Development & contributing

uv for packaging, ruff (Google style), ty, pytest behind an enforced 80% coverage gate. uv sync && uv run pre-commit install, then uv run pytest. The suite runs entirely offline; no credentials needed to develop.

Contributions are welcome. CONTRIBUTING.md covers setup, testing conventions, and what makes a change easy to merge; SECURITY.md covers how to report vulnerabilities (privately, please).

Roadmap

  • reMarkable delivery backend (real cloud API)
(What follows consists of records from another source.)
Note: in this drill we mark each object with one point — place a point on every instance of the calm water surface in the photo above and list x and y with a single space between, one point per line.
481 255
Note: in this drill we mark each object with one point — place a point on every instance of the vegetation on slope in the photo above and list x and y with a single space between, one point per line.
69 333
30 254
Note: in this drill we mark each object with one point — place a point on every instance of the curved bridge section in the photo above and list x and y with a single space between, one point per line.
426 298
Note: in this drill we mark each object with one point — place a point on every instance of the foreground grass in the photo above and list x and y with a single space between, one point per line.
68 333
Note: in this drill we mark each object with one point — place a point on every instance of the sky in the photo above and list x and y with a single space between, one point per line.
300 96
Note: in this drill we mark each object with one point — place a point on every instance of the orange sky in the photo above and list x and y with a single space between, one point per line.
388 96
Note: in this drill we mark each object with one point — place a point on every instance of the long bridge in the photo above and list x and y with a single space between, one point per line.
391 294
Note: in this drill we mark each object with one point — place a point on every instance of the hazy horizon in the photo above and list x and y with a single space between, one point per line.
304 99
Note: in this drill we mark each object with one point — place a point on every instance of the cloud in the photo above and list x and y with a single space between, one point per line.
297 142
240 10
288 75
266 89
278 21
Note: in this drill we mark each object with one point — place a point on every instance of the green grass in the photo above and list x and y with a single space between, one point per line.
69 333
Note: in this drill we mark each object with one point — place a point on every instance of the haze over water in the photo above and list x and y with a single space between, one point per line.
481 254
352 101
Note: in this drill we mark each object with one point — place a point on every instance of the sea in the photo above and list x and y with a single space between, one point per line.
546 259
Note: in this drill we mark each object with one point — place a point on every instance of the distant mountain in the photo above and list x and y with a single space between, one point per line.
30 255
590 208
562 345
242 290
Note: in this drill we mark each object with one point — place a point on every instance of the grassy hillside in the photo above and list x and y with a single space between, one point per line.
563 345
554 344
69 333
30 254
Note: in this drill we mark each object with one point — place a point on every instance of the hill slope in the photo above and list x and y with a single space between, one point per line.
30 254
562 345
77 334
  • arXiv HTML → EPUB via pandoc for reflowable reading (opt-in per paper; conversion is lossy for dense math, so PDF stays the default)

  • Kindle highlights → Zotero notes round-trip (My Clippings.txt parser with fuzzy title matching)

Prior art & acknowledgments

Ideas paperboy builds on: the tag-driven Zotero→Kindle idea from stakats/zotero-to-kindle (circa 2011, by one of Zotero's original directors); wahiggins3/send-to-kindle-mcp; openags/paper-search-mcp; and 54yyyu/zotero-mcp, the model for our setup wizard; paperboy leaves library management to it.

Thank you to arXiv for use of its open access interoperability. Paper metadata and open-access links come from OpenAlex, Crossref, and Unpaywall, all run as open scholarly infrastructure. Recommendations via the Semantic Scholar Recommendations API (Allen Institute for AI). Library management via the Zotero web API. Built on FastMCP, pyzotero, and httpx.

paperboy was built with Claude Code.